Search code examples
c#sqlentity-framework-corecommon-table-expressionwindow-functions

Join a Sub-Query in EF Core


Goal: I want to select the latest versioned records of a given table:

id version name
1 0 Alek
1 1 Alex
2 0 Bob

Note: the temporal data feature is a no-go.
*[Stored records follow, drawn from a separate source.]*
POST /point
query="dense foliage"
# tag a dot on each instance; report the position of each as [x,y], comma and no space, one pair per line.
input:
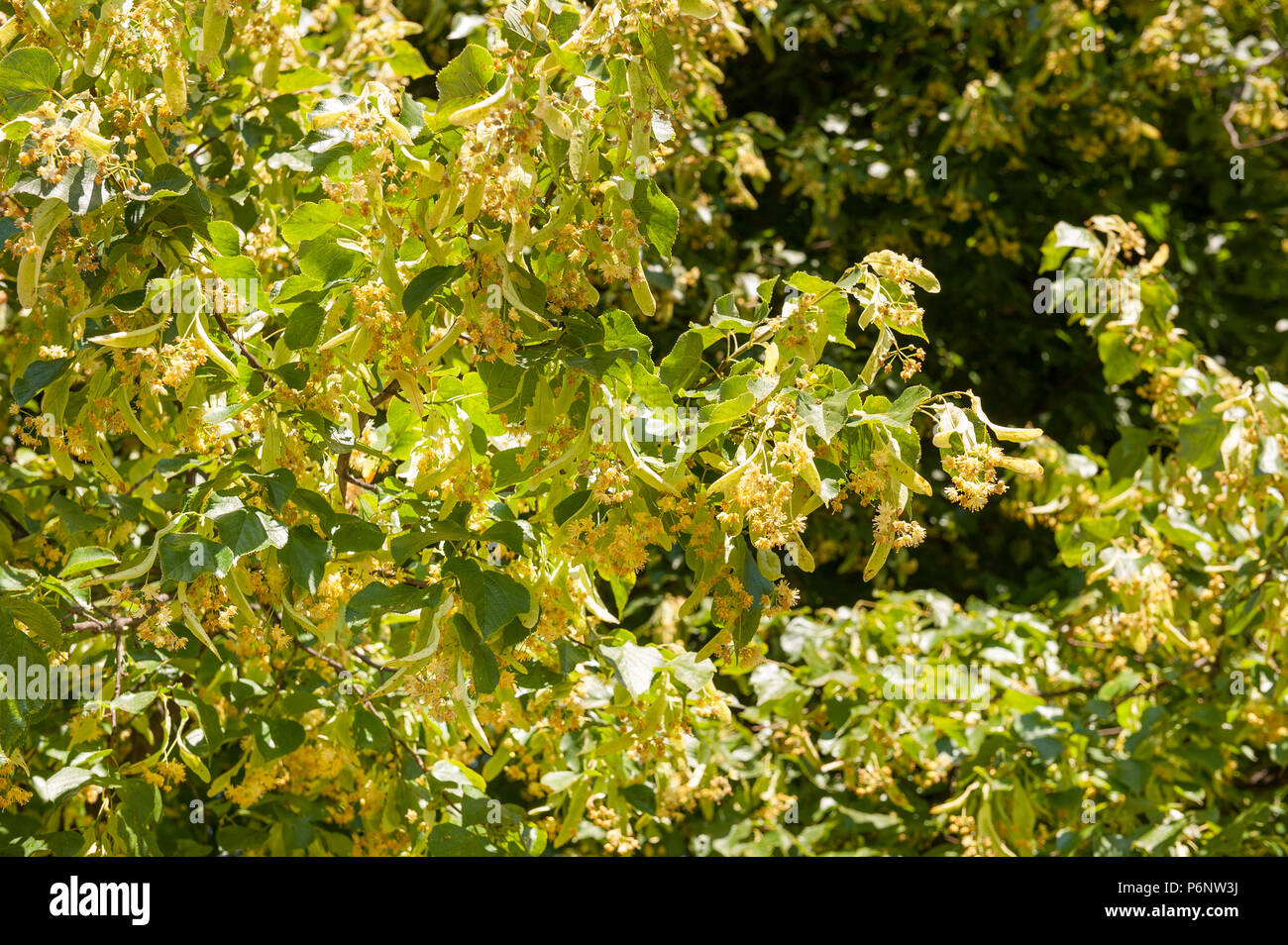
[468,430]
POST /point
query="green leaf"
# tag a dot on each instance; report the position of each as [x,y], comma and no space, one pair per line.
[29,76]
[380,599]
[277,737]
[494,597]
[309,222]
[86,558]
[357,536]
[425,283]
[465,78]
[37,377]
[305,557]
[37,618]
[657,214]
[248,531]
[329,262]
[634,666]
[185,557]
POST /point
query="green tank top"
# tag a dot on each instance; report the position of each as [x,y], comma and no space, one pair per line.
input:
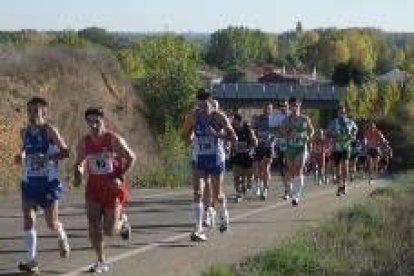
[297,128]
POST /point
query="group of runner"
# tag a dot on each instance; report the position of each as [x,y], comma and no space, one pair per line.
[283,135]
[101,154]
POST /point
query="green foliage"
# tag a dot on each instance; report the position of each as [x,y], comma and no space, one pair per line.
[174,170]
[234,74]
[388,97]
[24,37]
[69,38]
[130,63]
[170,78]
[240,46]
[399,127]
[99,36]
[373,238]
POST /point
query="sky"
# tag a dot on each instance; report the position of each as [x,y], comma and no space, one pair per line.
[205,15]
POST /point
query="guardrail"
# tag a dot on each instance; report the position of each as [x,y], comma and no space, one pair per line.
[259,91]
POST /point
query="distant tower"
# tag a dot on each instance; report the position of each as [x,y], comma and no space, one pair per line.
[299,28]
[314,74]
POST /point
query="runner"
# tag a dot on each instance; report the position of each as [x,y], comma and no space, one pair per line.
[106,158]
[319,147]
[264,149]
[297,129]
[209,128]
[40,183]
[375,139]
[242,161]
[342,130]
[386,156]
[280,144]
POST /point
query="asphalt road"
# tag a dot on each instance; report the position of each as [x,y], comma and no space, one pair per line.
[161,224]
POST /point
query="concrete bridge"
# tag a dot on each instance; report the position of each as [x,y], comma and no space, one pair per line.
[254,95]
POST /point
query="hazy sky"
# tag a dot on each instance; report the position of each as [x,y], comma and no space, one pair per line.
[205,16]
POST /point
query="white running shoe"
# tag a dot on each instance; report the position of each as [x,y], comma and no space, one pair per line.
[263,195]
[64,248]
[224,223]
[99,267]
[209,217]
[198,237]
[125,228]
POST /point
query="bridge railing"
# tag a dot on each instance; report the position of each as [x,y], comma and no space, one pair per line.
[256,91]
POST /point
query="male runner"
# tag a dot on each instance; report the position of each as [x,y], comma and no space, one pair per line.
[342,130]
[242,160]
[106,158]
[210,129]
[265,149]
[40,183]
[298,130]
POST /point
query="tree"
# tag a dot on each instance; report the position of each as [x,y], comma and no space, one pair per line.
[170,78]
[388,96]
[68,37]
[98,36]
[240,46]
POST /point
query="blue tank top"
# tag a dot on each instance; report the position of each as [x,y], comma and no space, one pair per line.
[35,146]
[263,131]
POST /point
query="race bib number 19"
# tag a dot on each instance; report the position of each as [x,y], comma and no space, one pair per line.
[101,163]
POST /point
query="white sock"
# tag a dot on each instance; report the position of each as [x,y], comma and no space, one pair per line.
[61,232]
[198,210]
[222,210]
[30,243]
[296,187]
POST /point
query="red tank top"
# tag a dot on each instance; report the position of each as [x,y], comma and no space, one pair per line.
[101,161]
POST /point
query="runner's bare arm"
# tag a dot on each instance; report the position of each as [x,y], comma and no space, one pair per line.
[187,129]
[57,139]
[230,134]
[18,158]
[79,161]
[121,148]
[253,138]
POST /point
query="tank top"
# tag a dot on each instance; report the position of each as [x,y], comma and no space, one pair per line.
[297,127]
[204,143]
[35,159]
[264,135]
[244,142]
[100,158]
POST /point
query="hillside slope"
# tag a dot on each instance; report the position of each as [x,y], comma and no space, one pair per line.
[71,80]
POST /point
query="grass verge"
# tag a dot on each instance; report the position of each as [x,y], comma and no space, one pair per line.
[375,237]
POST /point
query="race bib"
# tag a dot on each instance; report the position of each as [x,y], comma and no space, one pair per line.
[297,140]
[36,165]
[241,147]
[101,163]
[206,145]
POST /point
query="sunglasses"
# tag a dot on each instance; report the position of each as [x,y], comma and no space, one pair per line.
[93,121]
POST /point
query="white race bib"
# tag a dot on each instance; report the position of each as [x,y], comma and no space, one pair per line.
[101,163]
[241,147]
[36,164]
[206,145]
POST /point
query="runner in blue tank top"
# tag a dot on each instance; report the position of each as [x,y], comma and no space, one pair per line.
[40,183]
[207,130]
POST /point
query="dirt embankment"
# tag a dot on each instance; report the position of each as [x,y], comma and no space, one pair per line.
[71,80]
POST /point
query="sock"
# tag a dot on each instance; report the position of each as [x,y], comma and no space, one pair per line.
[198,209]
[61,231]
[222,210]
[30,243]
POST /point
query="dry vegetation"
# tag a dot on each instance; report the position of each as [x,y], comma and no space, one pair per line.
[71,80]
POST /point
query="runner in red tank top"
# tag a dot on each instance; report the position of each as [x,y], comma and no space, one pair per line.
[106,158]
[319,148]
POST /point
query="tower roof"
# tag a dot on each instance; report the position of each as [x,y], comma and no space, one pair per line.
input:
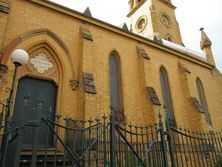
[205,41]
[87,12]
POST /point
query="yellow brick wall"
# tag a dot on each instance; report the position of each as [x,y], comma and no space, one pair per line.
[93,56]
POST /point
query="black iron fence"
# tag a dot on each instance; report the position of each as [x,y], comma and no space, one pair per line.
[105,142]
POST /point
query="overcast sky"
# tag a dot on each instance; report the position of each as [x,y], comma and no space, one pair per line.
[191,15]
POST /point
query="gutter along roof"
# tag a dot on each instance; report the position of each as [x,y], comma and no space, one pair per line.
[155,43]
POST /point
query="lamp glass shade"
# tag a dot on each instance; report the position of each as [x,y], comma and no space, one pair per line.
[20,56]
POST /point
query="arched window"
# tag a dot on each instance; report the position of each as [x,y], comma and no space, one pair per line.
[115,86]
[203,101]
[166,94]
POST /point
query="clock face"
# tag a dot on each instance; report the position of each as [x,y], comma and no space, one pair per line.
[141,23]
[165,20]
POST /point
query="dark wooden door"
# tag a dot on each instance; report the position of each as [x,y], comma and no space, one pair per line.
[35,99]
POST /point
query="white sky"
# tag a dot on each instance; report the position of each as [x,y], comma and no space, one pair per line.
[191,15]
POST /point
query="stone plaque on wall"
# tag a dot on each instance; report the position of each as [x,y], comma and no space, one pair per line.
[41,63]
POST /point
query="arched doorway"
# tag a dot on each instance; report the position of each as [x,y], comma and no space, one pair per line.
[35,99]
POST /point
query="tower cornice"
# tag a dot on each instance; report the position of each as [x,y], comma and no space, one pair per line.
[168,4]
[136,7]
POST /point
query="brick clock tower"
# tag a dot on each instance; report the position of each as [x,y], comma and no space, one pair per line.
[151,18]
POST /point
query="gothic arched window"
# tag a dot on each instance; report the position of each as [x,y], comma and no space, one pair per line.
[115,86]
[203,101]
[166,94]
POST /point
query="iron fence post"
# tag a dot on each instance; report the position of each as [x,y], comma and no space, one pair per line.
[35,143]
[169,137]
[112,140]
[163,144]
[104,140]
[18,146]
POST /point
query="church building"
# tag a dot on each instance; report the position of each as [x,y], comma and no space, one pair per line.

Ideally this is what I want EF Core to generate using CTE's:

WITH cte (Id, Version) AS 
(
    SELECT 
        Id, MAX(Version)
    FROM 
        Table
    GROUP BY 
        Id
)
SELECT a.*
FROM Table a
JOIN cte ON a.Id = cte.Id AND cte.Version = e.Version;

Note: here is an alternative but equivalent query if the above is impossible in EF Core:

SELECT a.*
FROM (
    SELECT *,
        ROW_NUMBER() OVER (PARTITION BY Id ORDER BY Version DESC) rn
    FROM Table a
    WHERE redacted
) a
WHERE a.rn = 1;

C# LINQ query:

var query = (from a in context.Test
            join j in (from m in context.Test
                        group m by m.Id
                        into g
                        select new { g.Key, Version = g.Max(x => x.Version) })
            on new { a.Id, a.Version } equals new { Id = j.Key, j.Version } into gj
            select a).ToQueryString();

ISSUE: the actual generated SQL query completely misses the sub-query:

SELECT [a].[Id], [a].[Version]
FROM [Employer] AS [e]

Update 2024 based on https://stackoverflow.com/users/14868997/charlieface answer

Working solution:

using Microsoft.EntityFrameworkCore;
using Microsoft.EntityFrameworkCore.Metadata.Builders;

using var context = new MyDbContext()

var query = context.Entities
    .GroupBy(t => t.Id)
    .Select(g => g.OrderByDescending(t => t.Version).FirstOrDefault())
    .ToQueryString();

Console.WriteLine(query);

public class Entity {
    public required int Id { get; set; }
    public required int Version { get; set; }
    public required string Name { get; set; }
}

public class EntityTypeConfiguration : IEntityTypeConfiguration<Entity>
{
    public void Configure(EntityTypeBuilder<Entity> builder)
    {
        builder
            .HasKey(b => new { b.Id, b.Version });

        builder.Property(b => b.Id)
            .ValueGeneratedOnAdd();

        builder
            .Property(b => b.Name)
            .IsRequired();

        builder.Property(b => b.Version)
            .HasDefaultValue(0);
    }
}

public class MyDbContext : DbContext
{
    public DbSet<Entity> Entities { get; set; }

    public MyDbContext() : base() {}

    public MyDbContext(DbContextOptions<MyDbContext> options) : base(options) {}

    protected override void OnConfiguring(DbContextOptionsBuilder optionsBuilder)
    {
        optionsBuilder.UseSqlServer(@"Server=tcp:efcore-stackoverflow.database.windows.net,1433;Initial Catalog=efcore-stackoverflow;Encrypt=True;TrustServerCertificate=False;Connection Timeout=30;Authentication=""Active Directory Default"";");
    }

    protected override void OnModelCreating(ModelBuilder modelBuilder)
    {
        modelBuilder.ApplyConfigurationsFromAssembly(typeof(EntityTypeConfiguration).Assembly);
    }
}

The standard output is as follows:

SELECT [e3].[Id], [e3].[Version], [e3].[Name]
FROM (
    SELECT [e].[Id]
    FROM [Entities] AS [e]
    GROUP BY [e].[Id]
) AS [e1]
LEFT JOIN (
    SELECT [e2].[Id], [e2].[Version], [e2].[Name]
    FROM (
        SELECT [e0].[Id], [e0].[Version], [e0].[Name], ROW_NUMBER() OVER(PARTITION BY [e0].[Id] ORDER BY [e0].[Version] DESC) AS [row]
        FROM [Entities] AS [e0]
    ) AS [e2]
    WHERE [e2].[row] <= 1
) AS [e3] ON [e1].[Id] = [e3].[Id]

Solution

  • The most correct way to do a row-number query in EF Core is to let it work that out for itself

    var query = 
        context.Test
        .GroupBy(t => t.Id)
        .Select(g => g.OrderByDescending(t => t.Version).First());
    

    I'm not sure why the joined query wasn't working, but it's not very efficient anyway.